I’ve noticed this problem a lot when reading people’s reviews of literature. So concerned with how they feel about the book, or what they don’t like it in the content. Well, dummy. The book doesn’t want YOU or YOUR silly stupid little feelings. Nobody cares about those!! Let alone this book. Shit, the authors feelings kind of don’t matter either so why should yours? Because as Lawrence diagnoses… “My reactions arc such, and such, and such. And, oh. Lord, if I liked to watch myself closely enough, if I liked to analyze my feelings minutely, as I unbutton my gloves, instead of saying crudely I unbuttoned them, then I could go on to a million pages instead of a thousand.”

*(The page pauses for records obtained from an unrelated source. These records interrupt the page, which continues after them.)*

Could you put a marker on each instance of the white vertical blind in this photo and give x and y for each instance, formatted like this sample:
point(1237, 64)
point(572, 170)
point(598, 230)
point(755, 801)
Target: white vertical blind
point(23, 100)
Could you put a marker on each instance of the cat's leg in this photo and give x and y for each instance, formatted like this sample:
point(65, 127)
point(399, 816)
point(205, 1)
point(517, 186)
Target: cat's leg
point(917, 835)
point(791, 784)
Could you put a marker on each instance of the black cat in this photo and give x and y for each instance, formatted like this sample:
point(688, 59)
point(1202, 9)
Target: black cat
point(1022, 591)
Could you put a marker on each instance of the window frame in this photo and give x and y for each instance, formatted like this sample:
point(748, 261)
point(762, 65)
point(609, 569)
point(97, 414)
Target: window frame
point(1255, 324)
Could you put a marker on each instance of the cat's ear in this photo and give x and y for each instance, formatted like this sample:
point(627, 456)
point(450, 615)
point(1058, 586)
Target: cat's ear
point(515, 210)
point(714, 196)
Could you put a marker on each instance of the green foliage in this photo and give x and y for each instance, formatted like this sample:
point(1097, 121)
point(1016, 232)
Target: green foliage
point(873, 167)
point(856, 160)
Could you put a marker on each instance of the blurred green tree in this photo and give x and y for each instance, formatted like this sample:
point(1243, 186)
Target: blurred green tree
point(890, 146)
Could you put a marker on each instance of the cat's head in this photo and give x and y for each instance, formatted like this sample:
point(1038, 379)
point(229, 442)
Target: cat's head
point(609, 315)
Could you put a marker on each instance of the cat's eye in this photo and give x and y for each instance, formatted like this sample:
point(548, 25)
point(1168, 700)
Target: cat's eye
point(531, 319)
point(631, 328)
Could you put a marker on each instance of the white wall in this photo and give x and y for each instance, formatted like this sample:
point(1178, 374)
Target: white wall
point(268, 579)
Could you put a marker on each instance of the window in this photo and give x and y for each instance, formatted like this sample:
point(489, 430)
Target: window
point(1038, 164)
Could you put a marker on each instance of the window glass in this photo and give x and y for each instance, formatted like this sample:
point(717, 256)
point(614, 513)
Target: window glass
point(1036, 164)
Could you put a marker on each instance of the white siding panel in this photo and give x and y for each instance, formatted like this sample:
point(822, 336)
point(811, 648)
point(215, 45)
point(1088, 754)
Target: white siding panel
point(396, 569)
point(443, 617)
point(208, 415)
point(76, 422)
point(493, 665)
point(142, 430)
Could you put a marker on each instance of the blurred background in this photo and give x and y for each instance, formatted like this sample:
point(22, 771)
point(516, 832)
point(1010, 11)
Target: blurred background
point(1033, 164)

There’s something interesting about this idea of immaturity and childishness. A certain care about words that only exists for young girl now dominates our political sphere.
Maybe that’s the case with intellectuals. The political sphere as it belongs to the people are found in the popular novels. Only this time it’s a sickening moralizing, which again, is only a kind of attitude that can be maintained by children. DO this, don’t do that. Like Marvel movies I guess. Thinly veiled prescriptions you realize that you already discovered in the 3rd grade.
“The purely emotional and self-analytical stunts arc played out in me. I’m finished. Tm deaf to the whole band. But I’m neither blasi nor cynical, for all that. Tm just interested in something else.” We all feel this way often. But to feel this way about life is a blasphemy. And a novel with no life, or no life boosting properties is just a corpse of someone’s emotions. Stinks.
So he says! We must break through the wall of life for the novel. Or imagine a bomb underneath it until the, “democratic-industrial-lovey-dovey-darling-takc-me-to-mamma state of things is bust.” (I wonder what kind of mixed reactions he would’ve had to Pynchon, Roth, and DeLillo. They don’t seem awfully abstract, but what else can all those words amount to. We’ll see…
So! Lawrence calls for the merge of philosophy and fiction again in the novel. A way o make myths. To organize men. This seems something like what Bataille wanted as well. They would’ve hated each other probably, but they realized we needed things to point to the sky, and I could use that for sure (At least in a book). There’s nothing but brick vistas for men in Newark. Here’s Lawrences passing remarks in the case that these books get made,
“And the public will scream and say it is sacrilege: because, of course, when you’ve been jammed for a long time in a tight corner, and you get really used to its stuffiness and its tightness, till you find it suffocatingly cosy; then, of course, you’re horrified when you see a new glaring hole in what was your cosy wall. You’re horrified. You back away from the cold stream of fresh air as if it were killing you. But gradually, first one and then another of the sheep filters through the gap and finds a new world outside.”